En outre, l’indépendance du Kosovo ne signifie pas la disparition de tous ses problèmes internes. Une fois le départ inéluctable de ce qui reste de la minorité serbe, les Kosovars se retrouveront face à leurs rivalités internes, entretenues par la structure clanique de la société, pour le contrôle d’un territoire ou celui d’un trafic. L’indépendance est donc loin de garantir une amélioration de la sécurité dans la région, comme le montre l’exemple du Monténégro. On peut supposer que les relations avec les réseaux mafieux albanais se développeront et deux petits États valent mieux qu’un pour faciliter la corruption des élus comme des forces de police.

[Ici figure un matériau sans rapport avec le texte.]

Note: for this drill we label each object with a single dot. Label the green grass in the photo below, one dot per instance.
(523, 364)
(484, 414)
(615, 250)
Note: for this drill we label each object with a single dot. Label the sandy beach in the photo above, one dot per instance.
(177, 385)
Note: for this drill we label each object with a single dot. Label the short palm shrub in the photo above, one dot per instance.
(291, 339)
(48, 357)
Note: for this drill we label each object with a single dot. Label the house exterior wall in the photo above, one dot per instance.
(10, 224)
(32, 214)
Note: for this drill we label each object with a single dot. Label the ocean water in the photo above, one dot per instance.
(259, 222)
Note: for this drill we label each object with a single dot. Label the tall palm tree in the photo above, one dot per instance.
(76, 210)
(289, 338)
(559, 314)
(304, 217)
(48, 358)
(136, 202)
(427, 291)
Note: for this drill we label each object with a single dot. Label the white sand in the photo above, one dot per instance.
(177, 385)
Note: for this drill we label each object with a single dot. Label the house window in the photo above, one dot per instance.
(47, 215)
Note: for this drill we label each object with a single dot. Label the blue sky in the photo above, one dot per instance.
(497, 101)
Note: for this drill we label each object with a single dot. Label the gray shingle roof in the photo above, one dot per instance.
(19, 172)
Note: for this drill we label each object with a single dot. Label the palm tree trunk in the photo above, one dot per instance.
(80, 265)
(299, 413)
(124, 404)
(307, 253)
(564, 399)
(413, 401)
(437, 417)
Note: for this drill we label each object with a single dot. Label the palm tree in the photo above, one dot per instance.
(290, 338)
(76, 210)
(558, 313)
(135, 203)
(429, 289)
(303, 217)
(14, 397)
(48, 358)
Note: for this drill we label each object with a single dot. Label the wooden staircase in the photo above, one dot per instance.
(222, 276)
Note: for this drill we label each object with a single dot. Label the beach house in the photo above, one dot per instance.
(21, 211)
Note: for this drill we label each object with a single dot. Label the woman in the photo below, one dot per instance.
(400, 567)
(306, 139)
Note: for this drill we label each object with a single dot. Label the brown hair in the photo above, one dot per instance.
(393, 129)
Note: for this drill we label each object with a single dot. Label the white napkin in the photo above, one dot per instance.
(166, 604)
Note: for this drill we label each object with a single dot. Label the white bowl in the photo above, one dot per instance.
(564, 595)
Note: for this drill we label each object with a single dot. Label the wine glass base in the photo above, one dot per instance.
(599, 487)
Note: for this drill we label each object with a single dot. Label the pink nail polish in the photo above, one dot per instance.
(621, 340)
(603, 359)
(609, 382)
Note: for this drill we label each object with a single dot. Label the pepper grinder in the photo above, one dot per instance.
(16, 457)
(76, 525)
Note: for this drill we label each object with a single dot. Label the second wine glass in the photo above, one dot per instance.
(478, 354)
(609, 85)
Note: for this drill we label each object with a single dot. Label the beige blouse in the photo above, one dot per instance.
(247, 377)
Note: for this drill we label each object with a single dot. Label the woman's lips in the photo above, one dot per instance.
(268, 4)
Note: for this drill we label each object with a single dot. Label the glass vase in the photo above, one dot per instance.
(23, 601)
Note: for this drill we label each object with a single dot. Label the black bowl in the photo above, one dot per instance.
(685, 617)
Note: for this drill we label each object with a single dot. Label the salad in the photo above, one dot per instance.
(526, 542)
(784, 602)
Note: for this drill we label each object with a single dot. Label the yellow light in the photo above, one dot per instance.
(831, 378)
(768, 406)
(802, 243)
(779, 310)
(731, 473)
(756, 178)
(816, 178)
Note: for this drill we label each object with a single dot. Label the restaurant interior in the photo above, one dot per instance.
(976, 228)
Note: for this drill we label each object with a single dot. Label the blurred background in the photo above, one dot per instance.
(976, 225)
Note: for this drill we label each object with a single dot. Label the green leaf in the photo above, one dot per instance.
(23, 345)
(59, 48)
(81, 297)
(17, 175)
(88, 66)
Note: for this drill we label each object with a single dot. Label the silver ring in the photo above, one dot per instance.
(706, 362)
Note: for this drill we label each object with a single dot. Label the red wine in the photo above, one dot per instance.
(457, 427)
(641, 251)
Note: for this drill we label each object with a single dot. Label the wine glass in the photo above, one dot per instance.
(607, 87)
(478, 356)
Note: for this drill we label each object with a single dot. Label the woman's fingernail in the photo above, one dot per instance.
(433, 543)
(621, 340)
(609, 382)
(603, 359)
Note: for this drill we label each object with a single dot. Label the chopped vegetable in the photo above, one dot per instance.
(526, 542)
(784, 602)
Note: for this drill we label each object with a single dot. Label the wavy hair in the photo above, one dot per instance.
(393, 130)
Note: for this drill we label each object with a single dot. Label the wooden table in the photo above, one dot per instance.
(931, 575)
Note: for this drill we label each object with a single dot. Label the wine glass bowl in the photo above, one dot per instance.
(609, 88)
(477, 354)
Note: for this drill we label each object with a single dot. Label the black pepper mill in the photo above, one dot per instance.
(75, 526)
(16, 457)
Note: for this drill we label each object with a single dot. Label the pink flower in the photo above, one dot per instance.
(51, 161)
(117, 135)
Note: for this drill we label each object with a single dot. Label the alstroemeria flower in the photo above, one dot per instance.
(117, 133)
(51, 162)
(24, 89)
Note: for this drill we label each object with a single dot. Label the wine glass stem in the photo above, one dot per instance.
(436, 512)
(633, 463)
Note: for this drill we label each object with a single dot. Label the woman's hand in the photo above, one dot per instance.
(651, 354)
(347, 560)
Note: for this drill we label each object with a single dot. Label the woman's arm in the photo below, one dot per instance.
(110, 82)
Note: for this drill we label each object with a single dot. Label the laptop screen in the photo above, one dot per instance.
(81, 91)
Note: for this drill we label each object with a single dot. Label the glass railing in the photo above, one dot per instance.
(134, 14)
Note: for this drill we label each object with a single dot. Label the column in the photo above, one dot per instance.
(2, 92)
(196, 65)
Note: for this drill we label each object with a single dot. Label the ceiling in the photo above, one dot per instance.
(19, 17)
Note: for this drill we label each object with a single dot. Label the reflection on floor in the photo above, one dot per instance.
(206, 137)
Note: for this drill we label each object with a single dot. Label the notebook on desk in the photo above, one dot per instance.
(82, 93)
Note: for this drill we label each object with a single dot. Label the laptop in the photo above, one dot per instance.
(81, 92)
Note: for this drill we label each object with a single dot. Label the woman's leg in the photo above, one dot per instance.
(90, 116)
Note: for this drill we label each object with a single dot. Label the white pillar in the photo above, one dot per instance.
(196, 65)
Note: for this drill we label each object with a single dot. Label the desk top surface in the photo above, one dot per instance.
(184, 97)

Malgré ces perspectives sombres et néanmoins réalistes, l’intégration de ces États de l’Europe de l’Est s’est d’abord traduite, pour leurs populations, par une réelle amélioration de leurs conditions de vie grâce au taux élevé de la croissance économique et, même si les inégalités économiques et sociales sont beaucoup plus visibles et marquées, très peu d’hommes et de femmes regrettent le système antérieur. Le niveau de formation d’une grande majorité de la population, le retour de certains émigrés installés surtout aux États-Unis et enfin les aides de l’UE ont contribué à rendre la transition sensiblement moins difficile et moins longue que prévue. Mais si le pire n’est jamais sûr, il n’est pas inutile de l’envisager.


[1Ludovic ROYER, « La Russie et la construction européenne », Hérodote, n°118, 3etrimestre, 2005.